I have this bit of code I found on the web at the end of each of my stored procedures:
ROLLBACK TRANSACTION PRINT '-----START: ERROR DETAILS-----' PRINT ERROR_NUMBER() PRINT ERROR_SEVERITY() PRINT ERROR_STATE() PRINT ERROR_PROCEDURE() PRINT ERROR_LINE() PRINT ERROR_MESSAGE() PRINT '-----END: ERROR DETAILS-----' DECLARE @prmErrmsg NVARCHAR(4000); DECLARE @prmErrSvr INT; SELECT @prmErrmsg = ERROR_MESSAGE() ,@prmErrSvr = ERROR_SEVERITY(); INSERT INTO dbo.myErrors ([ErrorMessage] ,[ErrorSeverity] ,[DateCreated]) VALUES (@prmErrmsg ,@prmErrSvr ,GetutcDate()) RAISERROR(@prmErrmsg,@prmErrSvr,1)

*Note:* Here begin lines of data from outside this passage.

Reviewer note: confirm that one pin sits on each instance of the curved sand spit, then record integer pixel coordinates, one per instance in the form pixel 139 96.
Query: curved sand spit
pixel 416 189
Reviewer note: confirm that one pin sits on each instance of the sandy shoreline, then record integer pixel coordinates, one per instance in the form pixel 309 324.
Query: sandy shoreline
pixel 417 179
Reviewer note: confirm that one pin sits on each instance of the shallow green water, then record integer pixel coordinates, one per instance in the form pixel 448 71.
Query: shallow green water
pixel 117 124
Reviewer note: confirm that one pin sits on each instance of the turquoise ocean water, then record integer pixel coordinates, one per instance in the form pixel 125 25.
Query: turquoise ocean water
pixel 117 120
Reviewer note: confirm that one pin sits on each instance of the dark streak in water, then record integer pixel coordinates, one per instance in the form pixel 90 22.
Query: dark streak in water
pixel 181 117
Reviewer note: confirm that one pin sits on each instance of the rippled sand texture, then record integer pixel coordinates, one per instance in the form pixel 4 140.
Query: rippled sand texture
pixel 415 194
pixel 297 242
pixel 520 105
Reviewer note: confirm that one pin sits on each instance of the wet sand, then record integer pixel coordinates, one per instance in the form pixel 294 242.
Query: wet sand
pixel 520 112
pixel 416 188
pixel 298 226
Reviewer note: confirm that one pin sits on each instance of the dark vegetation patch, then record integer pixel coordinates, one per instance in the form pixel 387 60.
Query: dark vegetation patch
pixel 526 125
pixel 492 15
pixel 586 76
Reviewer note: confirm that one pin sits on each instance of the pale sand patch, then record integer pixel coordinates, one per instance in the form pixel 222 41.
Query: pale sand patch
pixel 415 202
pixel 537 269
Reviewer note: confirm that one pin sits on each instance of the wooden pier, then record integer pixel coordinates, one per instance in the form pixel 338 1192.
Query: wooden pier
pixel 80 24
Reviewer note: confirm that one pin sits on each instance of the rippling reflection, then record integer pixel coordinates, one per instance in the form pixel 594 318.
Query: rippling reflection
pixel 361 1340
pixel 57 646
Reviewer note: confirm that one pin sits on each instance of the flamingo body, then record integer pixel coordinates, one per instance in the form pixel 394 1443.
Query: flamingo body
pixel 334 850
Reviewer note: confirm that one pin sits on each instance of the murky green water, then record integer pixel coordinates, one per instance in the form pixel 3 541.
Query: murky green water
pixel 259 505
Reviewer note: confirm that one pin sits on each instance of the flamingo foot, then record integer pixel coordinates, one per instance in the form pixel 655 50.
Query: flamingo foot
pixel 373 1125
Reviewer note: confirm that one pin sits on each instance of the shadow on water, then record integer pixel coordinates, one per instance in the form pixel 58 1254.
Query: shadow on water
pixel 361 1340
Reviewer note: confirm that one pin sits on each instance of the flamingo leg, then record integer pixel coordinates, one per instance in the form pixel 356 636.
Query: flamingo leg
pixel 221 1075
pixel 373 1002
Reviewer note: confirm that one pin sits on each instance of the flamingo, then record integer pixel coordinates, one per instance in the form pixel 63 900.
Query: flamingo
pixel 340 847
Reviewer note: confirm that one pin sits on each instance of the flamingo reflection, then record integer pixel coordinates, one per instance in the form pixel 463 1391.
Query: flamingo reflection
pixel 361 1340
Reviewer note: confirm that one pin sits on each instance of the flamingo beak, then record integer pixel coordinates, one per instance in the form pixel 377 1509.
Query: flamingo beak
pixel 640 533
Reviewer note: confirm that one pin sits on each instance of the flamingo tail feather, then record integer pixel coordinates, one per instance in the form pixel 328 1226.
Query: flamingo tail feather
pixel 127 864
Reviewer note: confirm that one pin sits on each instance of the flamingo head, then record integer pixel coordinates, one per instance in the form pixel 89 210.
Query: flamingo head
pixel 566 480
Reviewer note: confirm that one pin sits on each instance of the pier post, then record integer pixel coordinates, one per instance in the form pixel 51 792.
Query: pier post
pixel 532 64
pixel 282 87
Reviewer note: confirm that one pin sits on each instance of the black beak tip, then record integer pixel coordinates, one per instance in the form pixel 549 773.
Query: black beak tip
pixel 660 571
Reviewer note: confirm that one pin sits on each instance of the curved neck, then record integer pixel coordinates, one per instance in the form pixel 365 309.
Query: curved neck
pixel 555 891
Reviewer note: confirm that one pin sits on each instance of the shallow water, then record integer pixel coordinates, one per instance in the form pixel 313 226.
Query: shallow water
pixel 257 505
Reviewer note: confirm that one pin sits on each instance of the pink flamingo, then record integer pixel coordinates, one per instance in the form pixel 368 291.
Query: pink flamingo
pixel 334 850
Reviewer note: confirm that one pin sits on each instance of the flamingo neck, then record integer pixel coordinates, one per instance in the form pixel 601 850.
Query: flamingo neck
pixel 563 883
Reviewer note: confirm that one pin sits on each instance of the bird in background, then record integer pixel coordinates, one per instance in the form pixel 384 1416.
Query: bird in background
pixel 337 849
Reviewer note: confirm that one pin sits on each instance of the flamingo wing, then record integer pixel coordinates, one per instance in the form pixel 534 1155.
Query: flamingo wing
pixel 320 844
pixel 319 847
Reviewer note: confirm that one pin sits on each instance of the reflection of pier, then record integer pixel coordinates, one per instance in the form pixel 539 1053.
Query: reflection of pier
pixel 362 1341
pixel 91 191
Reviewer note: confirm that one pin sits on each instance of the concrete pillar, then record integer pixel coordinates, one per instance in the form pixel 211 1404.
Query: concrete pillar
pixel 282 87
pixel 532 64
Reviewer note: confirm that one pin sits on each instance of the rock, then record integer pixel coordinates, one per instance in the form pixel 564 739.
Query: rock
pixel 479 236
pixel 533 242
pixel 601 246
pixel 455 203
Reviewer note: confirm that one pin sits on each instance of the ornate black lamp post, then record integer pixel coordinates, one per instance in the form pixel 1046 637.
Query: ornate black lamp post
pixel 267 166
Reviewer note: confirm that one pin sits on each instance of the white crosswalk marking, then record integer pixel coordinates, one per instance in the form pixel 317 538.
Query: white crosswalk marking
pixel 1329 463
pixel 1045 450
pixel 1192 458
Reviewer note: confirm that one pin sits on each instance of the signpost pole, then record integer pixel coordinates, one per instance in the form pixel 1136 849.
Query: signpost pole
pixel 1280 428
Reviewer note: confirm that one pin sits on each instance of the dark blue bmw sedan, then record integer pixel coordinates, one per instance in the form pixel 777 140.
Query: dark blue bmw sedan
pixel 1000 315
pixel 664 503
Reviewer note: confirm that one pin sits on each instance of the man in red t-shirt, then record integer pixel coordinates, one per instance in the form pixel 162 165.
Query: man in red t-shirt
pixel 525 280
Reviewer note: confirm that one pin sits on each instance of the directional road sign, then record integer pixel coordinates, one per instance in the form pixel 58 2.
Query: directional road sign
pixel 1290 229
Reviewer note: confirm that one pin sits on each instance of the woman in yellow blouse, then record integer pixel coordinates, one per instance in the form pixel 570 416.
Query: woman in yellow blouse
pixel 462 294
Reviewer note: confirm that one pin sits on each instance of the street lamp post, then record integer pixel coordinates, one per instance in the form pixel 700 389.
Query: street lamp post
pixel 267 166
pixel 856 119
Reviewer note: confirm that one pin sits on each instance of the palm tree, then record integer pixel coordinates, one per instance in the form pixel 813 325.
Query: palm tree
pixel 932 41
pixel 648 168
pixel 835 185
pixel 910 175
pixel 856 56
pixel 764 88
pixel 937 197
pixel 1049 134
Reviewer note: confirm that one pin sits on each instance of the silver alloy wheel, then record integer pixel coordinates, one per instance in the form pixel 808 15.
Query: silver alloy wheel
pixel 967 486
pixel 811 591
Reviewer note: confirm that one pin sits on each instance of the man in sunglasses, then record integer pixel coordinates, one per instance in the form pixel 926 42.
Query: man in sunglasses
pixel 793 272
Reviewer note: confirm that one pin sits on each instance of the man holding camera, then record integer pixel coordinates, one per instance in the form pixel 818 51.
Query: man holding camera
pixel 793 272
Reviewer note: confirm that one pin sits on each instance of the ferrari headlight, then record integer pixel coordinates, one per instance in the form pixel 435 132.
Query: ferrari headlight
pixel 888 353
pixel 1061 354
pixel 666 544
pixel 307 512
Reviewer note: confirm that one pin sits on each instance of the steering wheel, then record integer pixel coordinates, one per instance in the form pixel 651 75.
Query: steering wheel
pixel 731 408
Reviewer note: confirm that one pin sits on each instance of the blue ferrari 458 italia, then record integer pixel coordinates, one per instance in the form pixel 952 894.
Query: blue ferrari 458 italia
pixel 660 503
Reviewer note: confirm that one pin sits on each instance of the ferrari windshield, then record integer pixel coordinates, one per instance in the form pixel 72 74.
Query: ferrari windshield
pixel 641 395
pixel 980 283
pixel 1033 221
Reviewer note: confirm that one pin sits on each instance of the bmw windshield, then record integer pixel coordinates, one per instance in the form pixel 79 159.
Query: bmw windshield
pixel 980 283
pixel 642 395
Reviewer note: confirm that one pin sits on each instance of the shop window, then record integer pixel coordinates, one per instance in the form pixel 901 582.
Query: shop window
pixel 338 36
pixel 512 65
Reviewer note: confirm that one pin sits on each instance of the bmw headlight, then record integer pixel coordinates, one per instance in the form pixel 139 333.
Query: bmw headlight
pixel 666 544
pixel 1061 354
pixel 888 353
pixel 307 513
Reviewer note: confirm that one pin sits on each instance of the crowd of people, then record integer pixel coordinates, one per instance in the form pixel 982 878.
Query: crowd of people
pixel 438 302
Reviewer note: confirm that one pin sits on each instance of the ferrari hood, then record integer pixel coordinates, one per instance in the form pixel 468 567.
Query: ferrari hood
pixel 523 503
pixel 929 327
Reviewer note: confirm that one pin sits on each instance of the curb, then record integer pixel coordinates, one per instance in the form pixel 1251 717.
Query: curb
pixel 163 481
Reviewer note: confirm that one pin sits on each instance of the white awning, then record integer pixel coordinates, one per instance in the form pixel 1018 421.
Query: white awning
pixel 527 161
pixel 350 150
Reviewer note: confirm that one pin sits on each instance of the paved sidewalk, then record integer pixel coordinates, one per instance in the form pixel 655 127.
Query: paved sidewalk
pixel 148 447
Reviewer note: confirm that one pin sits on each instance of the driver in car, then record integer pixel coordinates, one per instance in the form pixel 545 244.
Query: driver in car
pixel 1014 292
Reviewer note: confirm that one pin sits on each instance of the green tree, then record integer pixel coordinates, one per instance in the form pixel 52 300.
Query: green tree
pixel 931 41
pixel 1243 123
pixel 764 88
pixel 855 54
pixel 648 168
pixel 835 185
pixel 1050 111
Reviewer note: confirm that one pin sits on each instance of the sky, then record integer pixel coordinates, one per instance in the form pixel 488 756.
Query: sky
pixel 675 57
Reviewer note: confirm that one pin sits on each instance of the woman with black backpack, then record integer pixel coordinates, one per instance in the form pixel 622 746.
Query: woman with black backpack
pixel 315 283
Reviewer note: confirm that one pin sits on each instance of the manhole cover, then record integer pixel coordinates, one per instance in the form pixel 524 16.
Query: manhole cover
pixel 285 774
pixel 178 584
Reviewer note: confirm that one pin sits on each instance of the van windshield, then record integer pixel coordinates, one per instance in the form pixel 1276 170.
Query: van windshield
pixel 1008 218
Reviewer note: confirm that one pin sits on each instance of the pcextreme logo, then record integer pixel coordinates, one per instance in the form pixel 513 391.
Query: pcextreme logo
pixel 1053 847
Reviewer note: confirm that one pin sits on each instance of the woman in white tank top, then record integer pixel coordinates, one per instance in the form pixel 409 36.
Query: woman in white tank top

It’s writing entries to the myErrors table, but it’s not writing an error message or an error severity.
My first question is why?
I believe it’s got something to with the error severity being within a certain range.
How can I tell it to log verbose error messages ALWAYS, regardless of severity?
According to MSDN, ERROR_MESSAGE() etc are only set within the CATCH block of a TRY … CATCH statement.